Over the next four years she (Brundtland) guided the World Commission, later to be referred to by most as the Brundtland Commission, in defining the need for global focus on environmental concerns which resulted in the delivery of  the Report of the World Commission on Environment and Development to the 96th plenary meeting on 11 December 1987 in which they coined the often-quoted definition of sustainable development as development that “meets the needs of the present without compromising the ability of future generations to meet their own needs.” [1][2]

While the United Nations holds this as its definition of desired actions, quoting the Brundtland Commission and repeating the intent of the Commission in follow-on meetings like The United Nations Conference on Environment and Development, in Rio de Janeiro in June 1992, and later implying its impact at the United Nations Framework Convention on Climate Change (1997) in which the Kyoto Protocol established steps approved by 37 industrialized countries and the European community for reducing greenhouse gas (GHG) emissions through the use of binding targets, many organizations seem to have moved forward from this 25 year old standard.

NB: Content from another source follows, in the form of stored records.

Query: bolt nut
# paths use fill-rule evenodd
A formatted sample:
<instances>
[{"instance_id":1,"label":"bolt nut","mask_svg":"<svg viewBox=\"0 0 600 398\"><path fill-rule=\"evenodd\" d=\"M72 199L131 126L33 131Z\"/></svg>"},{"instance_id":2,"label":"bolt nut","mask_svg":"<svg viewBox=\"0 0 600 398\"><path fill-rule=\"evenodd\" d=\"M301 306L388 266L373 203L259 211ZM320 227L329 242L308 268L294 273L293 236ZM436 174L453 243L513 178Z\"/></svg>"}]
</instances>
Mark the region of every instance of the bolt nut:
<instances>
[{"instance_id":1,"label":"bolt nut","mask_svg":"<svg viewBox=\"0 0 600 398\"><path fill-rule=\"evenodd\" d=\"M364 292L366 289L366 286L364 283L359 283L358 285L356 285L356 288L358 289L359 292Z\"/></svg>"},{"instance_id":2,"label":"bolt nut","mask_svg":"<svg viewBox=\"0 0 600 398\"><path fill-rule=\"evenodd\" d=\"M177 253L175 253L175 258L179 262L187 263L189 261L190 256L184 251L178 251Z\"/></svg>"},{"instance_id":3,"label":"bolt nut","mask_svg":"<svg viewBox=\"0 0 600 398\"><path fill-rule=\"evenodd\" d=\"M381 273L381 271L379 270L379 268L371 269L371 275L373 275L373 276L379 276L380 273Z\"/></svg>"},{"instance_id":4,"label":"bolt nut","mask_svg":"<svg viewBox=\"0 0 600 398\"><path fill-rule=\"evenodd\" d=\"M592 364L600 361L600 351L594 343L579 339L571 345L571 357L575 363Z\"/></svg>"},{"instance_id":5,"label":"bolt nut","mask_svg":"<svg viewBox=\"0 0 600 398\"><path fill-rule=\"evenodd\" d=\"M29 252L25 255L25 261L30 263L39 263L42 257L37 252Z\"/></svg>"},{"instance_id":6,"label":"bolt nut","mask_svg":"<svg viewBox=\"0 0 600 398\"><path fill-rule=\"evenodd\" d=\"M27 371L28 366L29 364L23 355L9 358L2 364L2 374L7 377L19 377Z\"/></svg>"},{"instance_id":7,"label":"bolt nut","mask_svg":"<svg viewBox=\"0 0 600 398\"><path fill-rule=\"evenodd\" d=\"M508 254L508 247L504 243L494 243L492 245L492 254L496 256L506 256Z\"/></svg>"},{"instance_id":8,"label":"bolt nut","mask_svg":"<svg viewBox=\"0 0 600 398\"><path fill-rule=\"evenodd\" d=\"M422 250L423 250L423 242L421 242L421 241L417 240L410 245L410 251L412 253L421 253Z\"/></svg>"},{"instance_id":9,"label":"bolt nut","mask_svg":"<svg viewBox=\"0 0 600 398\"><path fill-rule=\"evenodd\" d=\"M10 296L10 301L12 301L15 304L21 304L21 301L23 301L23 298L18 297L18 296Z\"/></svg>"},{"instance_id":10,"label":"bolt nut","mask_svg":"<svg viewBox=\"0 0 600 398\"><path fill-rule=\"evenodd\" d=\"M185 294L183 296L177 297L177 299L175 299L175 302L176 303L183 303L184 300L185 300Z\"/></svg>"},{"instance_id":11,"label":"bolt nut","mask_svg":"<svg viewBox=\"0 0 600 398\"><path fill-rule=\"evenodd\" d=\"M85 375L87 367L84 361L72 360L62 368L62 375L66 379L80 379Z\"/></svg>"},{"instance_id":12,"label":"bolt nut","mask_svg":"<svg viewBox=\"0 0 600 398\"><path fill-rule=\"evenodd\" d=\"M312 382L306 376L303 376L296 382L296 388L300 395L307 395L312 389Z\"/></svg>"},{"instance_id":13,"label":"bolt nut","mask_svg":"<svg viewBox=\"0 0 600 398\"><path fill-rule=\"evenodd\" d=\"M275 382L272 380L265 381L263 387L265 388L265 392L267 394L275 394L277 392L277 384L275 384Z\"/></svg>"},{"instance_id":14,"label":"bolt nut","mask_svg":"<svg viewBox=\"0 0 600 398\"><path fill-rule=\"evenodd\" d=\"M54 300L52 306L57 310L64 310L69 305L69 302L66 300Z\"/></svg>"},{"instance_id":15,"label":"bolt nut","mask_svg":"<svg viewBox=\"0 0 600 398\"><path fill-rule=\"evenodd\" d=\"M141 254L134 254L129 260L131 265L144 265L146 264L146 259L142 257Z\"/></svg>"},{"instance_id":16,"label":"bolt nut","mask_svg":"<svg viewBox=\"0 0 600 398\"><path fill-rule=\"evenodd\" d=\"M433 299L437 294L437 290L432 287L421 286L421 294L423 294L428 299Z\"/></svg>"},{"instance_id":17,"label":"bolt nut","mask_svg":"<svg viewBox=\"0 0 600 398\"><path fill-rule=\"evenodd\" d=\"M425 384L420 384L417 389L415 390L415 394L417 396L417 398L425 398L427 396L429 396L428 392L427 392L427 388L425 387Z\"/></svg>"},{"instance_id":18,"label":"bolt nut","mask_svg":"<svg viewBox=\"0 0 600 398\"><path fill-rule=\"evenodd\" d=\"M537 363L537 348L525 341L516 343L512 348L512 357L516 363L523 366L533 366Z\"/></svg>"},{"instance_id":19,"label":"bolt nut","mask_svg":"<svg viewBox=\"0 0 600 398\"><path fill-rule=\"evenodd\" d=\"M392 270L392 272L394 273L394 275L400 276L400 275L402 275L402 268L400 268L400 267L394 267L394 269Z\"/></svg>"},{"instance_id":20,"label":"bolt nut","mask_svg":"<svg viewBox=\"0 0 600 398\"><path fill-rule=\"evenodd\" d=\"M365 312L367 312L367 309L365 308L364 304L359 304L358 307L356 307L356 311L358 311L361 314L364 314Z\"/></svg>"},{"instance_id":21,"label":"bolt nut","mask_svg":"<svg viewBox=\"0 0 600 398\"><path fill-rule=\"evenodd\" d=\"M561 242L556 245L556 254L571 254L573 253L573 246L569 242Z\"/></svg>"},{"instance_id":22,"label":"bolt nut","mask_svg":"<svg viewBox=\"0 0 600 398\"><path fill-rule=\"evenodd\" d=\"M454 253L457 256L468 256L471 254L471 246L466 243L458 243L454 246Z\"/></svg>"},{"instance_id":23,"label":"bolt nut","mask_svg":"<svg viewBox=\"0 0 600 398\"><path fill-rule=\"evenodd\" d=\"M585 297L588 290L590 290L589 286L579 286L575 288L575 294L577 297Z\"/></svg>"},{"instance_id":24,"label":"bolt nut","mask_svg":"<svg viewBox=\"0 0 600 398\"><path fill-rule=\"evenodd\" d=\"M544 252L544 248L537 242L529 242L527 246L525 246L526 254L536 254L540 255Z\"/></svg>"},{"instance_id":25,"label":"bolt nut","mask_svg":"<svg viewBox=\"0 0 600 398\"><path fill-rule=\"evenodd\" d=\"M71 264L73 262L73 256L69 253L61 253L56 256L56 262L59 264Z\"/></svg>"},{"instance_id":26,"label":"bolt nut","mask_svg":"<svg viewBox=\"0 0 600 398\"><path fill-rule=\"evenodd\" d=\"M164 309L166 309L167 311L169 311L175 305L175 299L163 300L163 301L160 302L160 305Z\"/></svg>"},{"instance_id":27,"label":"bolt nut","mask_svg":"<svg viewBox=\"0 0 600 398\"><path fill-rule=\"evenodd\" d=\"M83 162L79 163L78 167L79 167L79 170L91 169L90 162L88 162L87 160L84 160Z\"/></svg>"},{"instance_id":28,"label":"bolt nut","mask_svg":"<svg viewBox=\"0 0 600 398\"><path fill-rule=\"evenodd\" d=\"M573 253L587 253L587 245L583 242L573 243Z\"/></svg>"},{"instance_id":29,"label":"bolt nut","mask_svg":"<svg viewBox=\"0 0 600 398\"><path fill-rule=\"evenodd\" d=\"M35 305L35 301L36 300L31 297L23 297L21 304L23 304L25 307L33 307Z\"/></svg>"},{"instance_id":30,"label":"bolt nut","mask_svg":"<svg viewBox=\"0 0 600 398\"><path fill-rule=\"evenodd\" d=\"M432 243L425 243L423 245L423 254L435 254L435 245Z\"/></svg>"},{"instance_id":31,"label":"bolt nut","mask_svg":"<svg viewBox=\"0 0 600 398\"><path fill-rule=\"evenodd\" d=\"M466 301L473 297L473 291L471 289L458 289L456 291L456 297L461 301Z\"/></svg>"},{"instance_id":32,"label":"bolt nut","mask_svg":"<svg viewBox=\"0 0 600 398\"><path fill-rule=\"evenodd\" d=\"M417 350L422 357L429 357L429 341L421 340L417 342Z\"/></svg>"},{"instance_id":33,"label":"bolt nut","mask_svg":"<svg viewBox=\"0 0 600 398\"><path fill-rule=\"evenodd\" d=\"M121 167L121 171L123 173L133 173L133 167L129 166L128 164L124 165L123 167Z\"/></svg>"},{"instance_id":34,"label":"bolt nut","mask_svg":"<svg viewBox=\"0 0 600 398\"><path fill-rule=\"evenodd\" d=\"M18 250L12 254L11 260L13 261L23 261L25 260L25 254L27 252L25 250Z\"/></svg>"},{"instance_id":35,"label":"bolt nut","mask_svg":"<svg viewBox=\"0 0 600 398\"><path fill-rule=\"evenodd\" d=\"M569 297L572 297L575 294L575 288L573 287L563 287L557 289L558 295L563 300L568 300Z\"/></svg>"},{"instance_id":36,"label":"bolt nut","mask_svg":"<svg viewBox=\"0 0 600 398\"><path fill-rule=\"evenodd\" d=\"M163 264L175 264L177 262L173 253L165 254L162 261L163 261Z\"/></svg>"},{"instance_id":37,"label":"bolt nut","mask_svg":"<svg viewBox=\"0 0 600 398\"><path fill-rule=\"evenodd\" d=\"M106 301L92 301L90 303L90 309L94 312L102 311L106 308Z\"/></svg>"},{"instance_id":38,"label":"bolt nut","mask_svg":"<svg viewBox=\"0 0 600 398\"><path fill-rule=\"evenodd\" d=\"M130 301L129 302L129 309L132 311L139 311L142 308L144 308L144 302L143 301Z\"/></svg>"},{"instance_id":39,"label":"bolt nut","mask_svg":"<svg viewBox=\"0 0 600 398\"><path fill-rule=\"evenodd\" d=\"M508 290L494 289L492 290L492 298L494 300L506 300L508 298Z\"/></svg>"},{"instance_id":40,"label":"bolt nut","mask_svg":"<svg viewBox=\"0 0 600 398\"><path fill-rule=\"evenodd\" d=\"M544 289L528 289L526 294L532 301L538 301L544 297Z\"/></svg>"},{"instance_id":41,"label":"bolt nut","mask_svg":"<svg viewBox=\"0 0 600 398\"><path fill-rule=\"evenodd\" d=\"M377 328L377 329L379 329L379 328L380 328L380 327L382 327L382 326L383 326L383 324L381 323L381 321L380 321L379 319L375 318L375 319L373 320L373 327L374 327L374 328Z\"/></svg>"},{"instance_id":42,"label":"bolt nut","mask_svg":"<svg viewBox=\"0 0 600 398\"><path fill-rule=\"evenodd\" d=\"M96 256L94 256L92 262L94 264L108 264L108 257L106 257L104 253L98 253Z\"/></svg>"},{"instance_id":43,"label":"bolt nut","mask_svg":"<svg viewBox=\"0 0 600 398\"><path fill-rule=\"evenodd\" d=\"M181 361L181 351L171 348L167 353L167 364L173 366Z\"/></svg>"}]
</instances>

Now, with Rio +20 just weeks ahead...what is our stance on Sustainability. In many communities (global) sustainability seems to be a synonym for environment. We often reject the concept of maintaining and/or improving economies and ensuring the future for generations to come. So...how do you define sustainability? Is it only about environment, or does it have a much broader...deeper meaning for you. And is your organization paying attention to sustainable practices in their business models and production and service processes? How do you define Sustainability and are you living it?

Sustainability isn't a passing fad, it is a future for our planet...and one we need to understand a champion.


1.       ^ United Nations. 1987."Report of the World Commission on Environment and Development." General Assembly Resolution 42/187, 11 December 1987. Retrieved: 2007-04-12
2.       ^ Smith, Charles; Rees, Gareth (1998). Economic Development, 2nd edition. Basingstoke: Macmillan. ISBN 0-333-72228-0.